1
The old lady has green eyes. She wraps up in a knitted shawl. She sits
in the park and she looks like she'll bite if you smile at her.
2
Gut energy is when you are too terrified not to do it.
3
The sculpture is a shiny red canvas c u n t stuffed with dacron,
with four white black-tipped feathers at the fold. You say the emptiness
is a phallus.
4
In respectable scholarly books translated from the French, one does not
say "c u n t."
5
When you were born, she was feeling so lousy from the labor, the drugs,
the nurses and doctor feeling her up, that the sight of you only made her
nauseous again. Or you always thought so.
6
It's something you'd always preferred not to think about anyway,
although it does call attention to itself sometimes with blood or heat.
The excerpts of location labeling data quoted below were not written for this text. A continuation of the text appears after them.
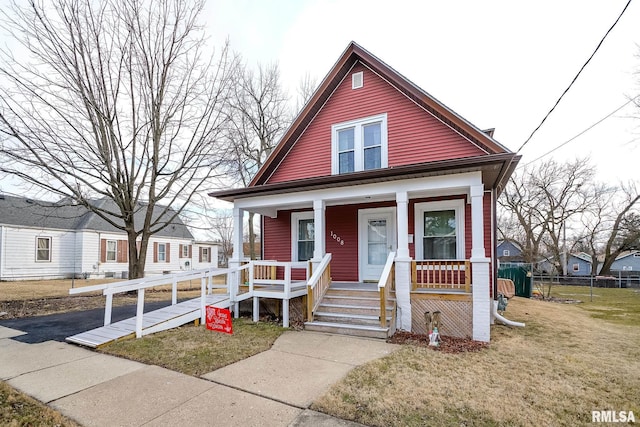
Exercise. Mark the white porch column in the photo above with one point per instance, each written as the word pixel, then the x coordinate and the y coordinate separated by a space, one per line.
pixel 403 263
pixel 236 258
pixel 319 231
pixel 238 227
pixel 480 268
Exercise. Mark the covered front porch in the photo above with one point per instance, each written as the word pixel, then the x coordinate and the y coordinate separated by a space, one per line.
pixel 360 224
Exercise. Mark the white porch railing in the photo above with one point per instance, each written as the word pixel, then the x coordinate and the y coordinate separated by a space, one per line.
pixel 386 284
pixel 318 285
pixel 139 285
pixel 263 283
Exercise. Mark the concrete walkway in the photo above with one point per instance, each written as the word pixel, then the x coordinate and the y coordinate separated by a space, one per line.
pixel 273 388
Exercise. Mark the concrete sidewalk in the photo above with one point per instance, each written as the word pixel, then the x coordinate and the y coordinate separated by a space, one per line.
pixel 273 388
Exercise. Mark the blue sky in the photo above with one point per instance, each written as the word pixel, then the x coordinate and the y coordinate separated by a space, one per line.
pixel 499 64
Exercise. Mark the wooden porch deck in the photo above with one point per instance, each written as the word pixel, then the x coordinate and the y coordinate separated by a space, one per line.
pixel 154 321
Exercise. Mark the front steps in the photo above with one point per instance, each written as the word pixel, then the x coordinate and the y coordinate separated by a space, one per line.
pixel 351 310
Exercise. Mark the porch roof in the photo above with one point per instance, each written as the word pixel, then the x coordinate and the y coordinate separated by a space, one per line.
pixel 495 168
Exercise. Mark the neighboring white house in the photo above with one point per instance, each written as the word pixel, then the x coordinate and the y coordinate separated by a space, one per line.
pixel 55 240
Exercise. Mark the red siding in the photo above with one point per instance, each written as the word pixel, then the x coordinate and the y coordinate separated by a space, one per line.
pixel 277 237
pixel 414 135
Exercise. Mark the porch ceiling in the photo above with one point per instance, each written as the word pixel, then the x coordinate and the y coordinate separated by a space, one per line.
pixel 493 168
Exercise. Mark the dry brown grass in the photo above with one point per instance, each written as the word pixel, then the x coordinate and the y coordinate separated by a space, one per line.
pixel 38 298
pixel 555 371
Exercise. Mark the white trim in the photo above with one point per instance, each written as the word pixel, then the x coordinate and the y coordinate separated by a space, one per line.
pixel 420 208
pixel 362 235
pixel 358 143
pixel 295 222
pixel 364 193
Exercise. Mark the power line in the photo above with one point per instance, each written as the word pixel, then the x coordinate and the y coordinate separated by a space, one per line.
pixel 575 78
pixel 581 133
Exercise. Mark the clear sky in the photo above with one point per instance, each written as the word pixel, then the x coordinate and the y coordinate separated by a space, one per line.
pixel 500 64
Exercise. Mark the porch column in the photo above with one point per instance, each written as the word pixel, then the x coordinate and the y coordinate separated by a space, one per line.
pixel 480 268
pixel 403 263
pixel 236 258
pixel 238 226
pixel 319 231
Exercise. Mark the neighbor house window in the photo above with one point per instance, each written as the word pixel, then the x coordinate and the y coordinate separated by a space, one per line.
pixel 161 252
pixel 303 236
pixel 205 255
pixel 439 230
pixel 359 145
pixel 112 250
pixel 43 249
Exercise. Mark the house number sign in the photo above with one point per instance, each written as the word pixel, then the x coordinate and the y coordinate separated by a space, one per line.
pixel 337 238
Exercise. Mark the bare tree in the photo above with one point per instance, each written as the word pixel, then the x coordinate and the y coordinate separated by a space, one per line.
pixel 544 200
pixel 115 100
pixel 259 115
pixel 221 227
pixel 613 226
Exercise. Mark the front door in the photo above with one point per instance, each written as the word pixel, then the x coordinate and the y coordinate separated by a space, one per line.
pixel 376 238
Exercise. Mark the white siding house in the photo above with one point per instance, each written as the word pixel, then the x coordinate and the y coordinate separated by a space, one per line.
pixel 41 240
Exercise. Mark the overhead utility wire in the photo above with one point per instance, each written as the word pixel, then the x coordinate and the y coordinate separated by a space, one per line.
pixel 581 133
pixel 575 78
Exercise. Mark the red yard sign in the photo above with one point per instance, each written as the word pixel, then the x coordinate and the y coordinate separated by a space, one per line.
pixel 219 319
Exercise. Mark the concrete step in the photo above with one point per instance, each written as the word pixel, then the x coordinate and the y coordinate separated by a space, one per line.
pixel 352 308
pixel 347 318
pixel 344 329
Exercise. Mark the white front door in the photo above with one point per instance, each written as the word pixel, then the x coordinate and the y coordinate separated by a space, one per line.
pixel 376 238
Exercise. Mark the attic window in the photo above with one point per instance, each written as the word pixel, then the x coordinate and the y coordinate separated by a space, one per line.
pixel 357 80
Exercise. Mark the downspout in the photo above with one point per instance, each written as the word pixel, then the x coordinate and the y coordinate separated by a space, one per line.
pixel 2 251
But it has a certain economy. You never have to wonder about the shape of
pants, for example.
7
In the car we discuss power and sex appeal, how Picasso or Casals or
almost any octogenarian Supreme Court Justice can always find a young
woman to sleep with. Old wrinkled belly, white bristles all over his back,
c o c k like a worm among thistles. That old lady in the green shawl is
really the President of the United States, her breasts lapping like empty
canvas. That's why she's dangerous.
8
You say you are aware of sexual competition with your daughters.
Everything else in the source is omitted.